À un an de l’élection présidentielle, les préparatifs s’accélèrent. Les candidats à l’élection suprême, tels que Philippe, Mélenchon et Hollande, sont déjà en pleine campagne, comme le révèle le baromètre Ifop-Fiducial.
EN BREF
- Michel-Édouard Leclerc reste en tête des bonnes opinions avec 50 %.
- François Hollande gagne en popularité, atteignant 58 % de bonnes opinions.
- Une tendance à droite se dessine avec des figures comme Jordan Bardella et Éric Ciotti en hausse.
En avril 2027, la campagne présidentielle sera en pleine effervescence, avec les candidats qui s’alignent pour le premier tour. Les municipales ont servi de préparation, et les résultats du baromètre Ifop-Fiducial, testés le mois dernier, éclairent la situation politique actuelle. Michel-Édouard Leclerc, notamment, progresse de 1 point, devenant le seul à atteindre les 50 % de bonnes opinions. Son soutien est particulièrement fort parmi les électeurs âgés de 35 ans et plus, ainsi que chez les retraités, les sympathisants de la droite, et ceux d’Emmanuel Macron et Valérie Pécresse.

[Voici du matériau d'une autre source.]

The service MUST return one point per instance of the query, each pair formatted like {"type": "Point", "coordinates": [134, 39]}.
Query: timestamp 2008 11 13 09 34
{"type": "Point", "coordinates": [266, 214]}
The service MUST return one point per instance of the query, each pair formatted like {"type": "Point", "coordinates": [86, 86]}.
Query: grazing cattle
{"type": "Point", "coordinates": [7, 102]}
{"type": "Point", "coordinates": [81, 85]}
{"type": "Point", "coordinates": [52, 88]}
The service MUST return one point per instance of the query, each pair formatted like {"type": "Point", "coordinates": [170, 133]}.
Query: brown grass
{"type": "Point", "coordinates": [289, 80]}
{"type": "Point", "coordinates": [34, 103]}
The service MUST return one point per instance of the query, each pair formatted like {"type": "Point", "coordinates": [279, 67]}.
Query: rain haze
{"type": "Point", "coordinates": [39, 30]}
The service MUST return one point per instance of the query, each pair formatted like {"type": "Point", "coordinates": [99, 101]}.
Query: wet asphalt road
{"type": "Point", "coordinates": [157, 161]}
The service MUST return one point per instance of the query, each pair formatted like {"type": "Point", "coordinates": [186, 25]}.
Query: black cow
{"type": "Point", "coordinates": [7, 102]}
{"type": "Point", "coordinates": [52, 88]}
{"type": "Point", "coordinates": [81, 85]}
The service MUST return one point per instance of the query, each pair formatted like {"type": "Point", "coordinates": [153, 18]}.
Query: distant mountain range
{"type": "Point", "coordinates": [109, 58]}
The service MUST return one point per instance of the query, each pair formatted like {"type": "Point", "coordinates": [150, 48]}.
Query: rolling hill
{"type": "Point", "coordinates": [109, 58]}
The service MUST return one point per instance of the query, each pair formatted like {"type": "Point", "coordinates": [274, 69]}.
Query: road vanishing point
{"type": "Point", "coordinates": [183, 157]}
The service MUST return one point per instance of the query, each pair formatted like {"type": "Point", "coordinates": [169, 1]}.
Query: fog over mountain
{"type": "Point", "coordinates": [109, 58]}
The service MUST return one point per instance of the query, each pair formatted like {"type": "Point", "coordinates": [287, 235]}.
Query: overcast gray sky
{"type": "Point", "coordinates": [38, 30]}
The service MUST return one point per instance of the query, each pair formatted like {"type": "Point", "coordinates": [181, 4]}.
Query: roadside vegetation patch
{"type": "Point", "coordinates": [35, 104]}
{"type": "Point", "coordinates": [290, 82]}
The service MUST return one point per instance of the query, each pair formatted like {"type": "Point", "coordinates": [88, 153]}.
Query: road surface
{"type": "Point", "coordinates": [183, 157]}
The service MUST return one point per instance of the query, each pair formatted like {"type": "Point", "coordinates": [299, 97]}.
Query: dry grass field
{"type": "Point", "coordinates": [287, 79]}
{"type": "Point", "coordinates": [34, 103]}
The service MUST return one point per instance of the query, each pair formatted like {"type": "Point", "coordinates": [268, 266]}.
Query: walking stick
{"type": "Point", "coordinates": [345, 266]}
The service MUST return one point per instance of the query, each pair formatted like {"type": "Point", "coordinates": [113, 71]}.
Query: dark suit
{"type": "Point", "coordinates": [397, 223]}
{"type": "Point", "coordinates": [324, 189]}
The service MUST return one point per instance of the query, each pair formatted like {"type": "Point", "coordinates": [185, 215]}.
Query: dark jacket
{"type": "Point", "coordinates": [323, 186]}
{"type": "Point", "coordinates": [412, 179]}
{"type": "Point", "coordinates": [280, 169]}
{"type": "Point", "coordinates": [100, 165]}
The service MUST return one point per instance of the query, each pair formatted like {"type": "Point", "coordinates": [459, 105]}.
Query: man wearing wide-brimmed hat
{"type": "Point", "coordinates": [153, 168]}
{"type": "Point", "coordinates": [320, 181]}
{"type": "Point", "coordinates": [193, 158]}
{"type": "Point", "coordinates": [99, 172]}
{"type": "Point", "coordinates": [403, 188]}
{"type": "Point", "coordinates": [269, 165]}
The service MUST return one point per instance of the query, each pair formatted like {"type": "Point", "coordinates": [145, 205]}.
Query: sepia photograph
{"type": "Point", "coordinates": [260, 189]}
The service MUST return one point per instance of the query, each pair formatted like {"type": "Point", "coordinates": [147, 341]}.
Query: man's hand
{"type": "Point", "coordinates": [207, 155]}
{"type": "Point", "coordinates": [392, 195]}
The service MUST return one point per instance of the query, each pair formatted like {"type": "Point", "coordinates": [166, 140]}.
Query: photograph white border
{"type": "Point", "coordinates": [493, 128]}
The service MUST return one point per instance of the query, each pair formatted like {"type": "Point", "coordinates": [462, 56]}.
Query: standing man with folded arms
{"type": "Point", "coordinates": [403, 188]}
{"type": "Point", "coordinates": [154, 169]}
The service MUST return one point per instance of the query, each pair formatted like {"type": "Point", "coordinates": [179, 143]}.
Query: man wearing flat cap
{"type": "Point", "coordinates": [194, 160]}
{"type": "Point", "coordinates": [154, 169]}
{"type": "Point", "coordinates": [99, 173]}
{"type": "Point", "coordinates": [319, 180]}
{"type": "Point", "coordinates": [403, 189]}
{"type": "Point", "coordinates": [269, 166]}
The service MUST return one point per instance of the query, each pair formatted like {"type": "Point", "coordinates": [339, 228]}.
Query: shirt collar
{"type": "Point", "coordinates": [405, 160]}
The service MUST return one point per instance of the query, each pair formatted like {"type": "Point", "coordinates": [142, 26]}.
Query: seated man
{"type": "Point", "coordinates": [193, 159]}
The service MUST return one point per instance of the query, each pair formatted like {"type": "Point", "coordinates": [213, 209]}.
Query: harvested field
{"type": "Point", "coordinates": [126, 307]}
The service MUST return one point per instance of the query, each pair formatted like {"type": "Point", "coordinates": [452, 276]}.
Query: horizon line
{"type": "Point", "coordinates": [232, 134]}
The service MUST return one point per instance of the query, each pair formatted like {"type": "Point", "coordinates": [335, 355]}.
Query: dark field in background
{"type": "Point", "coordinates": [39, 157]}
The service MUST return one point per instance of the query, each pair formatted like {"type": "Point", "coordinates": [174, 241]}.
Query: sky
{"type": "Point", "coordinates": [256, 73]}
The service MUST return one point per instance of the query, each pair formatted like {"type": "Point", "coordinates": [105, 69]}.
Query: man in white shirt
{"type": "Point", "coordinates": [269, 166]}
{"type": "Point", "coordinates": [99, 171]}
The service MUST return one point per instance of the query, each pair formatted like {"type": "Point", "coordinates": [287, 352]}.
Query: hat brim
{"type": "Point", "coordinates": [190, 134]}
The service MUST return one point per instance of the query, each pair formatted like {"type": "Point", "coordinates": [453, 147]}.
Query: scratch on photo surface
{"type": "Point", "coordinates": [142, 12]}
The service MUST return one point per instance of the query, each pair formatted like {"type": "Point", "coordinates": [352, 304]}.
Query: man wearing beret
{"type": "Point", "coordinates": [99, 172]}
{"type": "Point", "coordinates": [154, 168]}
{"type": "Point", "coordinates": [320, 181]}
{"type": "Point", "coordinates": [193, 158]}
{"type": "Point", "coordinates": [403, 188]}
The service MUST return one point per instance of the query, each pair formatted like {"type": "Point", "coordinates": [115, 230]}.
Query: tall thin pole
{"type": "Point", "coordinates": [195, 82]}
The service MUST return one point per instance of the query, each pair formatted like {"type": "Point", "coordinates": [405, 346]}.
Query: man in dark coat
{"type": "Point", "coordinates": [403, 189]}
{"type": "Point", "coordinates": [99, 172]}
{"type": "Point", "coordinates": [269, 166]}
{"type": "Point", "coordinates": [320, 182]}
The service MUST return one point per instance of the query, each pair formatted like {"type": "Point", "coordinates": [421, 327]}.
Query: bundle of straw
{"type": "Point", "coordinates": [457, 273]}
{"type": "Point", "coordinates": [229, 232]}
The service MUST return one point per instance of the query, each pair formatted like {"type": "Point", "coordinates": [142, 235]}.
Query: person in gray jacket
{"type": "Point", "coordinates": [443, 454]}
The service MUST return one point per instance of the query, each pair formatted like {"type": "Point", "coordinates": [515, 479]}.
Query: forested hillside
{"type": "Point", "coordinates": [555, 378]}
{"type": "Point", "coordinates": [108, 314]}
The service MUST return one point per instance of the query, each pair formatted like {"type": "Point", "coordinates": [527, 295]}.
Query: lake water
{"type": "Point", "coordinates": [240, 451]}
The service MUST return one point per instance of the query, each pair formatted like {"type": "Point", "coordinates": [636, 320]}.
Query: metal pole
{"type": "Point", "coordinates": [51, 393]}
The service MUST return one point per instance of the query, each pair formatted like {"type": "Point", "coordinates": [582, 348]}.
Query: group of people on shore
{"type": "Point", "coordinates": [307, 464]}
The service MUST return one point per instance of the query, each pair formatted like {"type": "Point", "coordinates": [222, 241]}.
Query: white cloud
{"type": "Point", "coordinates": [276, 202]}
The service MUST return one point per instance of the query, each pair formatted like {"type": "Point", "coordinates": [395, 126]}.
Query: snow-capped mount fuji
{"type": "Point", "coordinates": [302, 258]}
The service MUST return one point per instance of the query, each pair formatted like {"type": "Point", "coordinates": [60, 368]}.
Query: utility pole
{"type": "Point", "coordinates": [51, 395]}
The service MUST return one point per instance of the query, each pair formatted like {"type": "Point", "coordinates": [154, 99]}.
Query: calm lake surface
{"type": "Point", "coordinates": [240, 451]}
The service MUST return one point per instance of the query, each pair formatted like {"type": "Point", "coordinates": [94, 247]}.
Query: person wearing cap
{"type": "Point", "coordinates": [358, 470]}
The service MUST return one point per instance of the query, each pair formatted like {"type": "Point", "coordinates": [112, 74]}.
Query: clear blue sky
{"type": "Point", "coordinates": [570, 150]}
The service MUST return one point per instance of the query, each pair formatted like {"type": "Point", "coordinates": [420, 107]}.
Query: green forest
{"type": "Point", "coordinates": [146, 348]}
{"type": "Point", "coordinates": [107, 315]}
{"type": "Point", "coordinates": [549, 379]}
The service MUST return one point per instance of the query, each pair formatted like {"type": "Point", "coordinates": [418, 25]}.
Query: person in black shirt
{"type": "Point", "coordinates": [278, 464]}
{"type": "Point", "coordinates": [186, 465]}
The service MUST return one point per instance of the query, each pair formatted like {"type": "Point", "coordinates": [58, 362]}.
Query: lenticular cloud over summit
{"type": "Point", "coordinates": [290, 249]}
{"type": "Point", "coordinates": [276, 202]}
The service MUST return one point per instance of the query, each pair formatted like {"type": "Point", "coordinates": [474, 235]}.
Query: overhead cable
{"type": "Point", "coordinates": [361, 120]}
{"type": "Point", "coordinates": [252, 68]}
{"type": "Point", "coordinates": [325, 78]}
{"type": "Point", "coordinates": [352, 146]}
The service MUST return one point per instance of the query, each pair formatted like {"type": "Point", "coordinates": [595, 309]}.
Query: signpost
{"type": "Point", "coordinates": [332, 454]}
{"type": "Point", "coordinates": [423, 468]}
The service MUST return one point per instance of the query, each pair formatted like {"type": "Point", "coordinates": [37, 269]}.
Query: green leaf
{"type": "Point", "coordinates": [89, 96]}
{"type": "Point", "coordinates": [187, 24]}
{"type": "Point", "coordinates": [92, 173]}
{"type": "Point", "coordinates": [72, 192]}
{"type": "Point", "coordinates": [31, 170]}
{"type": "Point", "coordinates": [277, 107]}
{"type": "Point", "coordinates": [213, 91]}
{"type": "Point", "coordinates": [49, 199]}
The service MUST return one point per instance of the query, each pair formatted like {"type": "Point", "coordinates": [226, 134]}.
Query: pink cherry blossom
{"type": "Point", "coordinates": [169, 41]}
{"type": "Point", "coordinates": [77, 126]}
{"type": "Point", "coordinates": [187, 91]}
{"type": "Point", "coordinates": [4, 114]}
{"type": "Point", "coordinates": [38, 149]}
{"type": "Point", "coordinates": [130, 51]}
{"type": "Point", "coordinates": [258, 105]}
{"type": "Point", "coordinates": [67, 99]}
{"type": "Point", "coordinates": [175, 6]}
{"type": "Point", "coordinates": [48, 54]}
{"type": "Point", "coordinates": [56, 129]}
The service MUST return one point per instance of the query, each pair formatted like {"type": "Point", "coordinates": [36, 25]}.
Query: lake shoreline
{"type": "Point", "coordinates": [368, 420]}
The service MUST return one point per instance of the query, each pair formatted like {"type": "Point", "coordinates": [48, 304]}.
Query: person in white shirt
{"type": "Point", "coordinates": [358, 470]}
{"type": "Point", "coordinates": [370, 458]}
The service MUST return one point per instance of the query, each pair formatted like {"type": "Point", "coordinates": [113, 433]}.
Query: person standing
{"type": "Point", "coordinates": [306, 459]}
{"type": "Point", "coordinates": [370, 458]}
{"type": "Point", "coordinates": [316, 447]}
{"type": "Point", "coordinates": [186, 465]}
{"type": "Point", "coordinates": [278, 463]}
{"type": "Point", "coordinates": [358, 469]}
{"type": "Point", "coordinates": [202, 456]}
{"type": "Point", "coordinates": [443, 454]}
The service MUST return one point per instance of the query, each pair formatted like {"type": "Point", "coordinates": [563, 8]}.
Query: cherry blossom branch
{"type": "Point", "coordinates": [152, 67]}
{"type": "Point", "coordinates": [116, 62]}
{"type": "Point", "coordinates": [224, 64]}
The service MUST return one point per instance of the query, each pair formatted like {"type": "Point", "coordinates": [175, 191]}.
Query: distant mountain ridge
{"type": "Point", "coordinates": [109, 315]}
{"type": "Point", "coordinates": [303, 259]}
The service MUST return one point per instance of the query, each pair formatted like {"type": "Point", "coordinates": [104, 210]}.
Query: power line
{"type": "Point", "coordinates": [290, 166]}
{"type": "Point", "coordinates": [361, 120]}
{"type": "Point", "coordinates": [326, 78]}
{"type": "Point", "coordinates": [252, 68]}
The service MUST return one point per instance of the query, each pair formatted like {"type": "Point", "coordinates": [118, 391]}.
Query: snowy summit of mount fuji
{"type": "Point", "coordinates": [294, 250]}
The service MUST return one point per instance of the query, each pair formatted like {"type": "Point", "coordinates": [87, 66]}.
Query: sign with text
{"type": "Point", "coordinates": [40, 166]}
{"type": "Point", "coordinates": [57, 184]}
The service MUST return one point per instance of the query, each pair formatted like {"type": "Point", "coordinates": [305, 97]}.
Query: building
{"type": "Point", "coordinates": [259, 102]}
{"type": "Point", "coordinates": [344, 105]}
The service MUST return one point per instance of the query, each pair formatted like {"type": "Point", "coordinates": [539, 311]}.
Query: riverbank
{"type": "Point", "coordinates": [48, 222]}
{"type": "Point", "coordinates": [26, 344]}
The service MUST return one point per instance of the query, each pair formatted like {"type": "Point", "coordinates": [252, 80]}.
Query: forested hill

Édouard Philippe, récemment réélu au Havre, voit sa popularité augmenter de 2 points, le plaçant en seconde position. Frédéric Dabi, directeur général de l’Ifop, souligne l’importance de cette victoire pour Philippe, qui a fait de sa réélection une condition pour envisager sa candidature présidentielle. Il semble également gagner du terrain chez Les Républicains, devançant Bruno Retailleau avec 73 % contre 71 % de bonnes opinions.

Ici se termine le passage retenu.